Now, all of these aspects of academic validation come together to this underlying danger—depression. While school is not always the cause of one’s depression, it can still contribute to it. Those feelings of inadequacy push you to the limit until you finally hit burnout. For some, the build-up could take days, months or even years. Sometimes, it’s not a linear journey and will be filled with ups and downs.
For me, I entered freshman year with this toxic mentality and crashed in the middle of my sophomore year. In between those years, I was diagnosed with severe depression and signs of being suicidal. I tried to cope by striving for even more academic validation, but that did the opposite of helping. Eventually, after trying so hard, I just wanted to give up. With a lot of self-reflection and getting proper help though, I’ve come to terms with my limits and what I really want in life, understanding that how I do in school isn’t a determining factor of how I am as a whole person.

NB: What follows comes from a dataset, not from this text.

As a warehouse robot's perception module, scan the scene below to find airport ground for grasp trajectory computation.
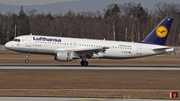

Because of how the education system is structured today, there is more emphasis on students’ success instead of their growth. It pushes students to become labor robot machines and perform consistently at high, specific standards. If you don’t produce those specific results, academic validation makes you feel like you simply didn’t work hard enough, ultimately making you feel like you have no value.
Okay, so what? Fight it. Fight the urge to be the perfect student. Fight the urge, please. Do the work to satisfy yourself, not for anyone else. And remember that there is so much more to a person than their grades. School is only a fraction of our lives, and it should never become more involved than that fraction.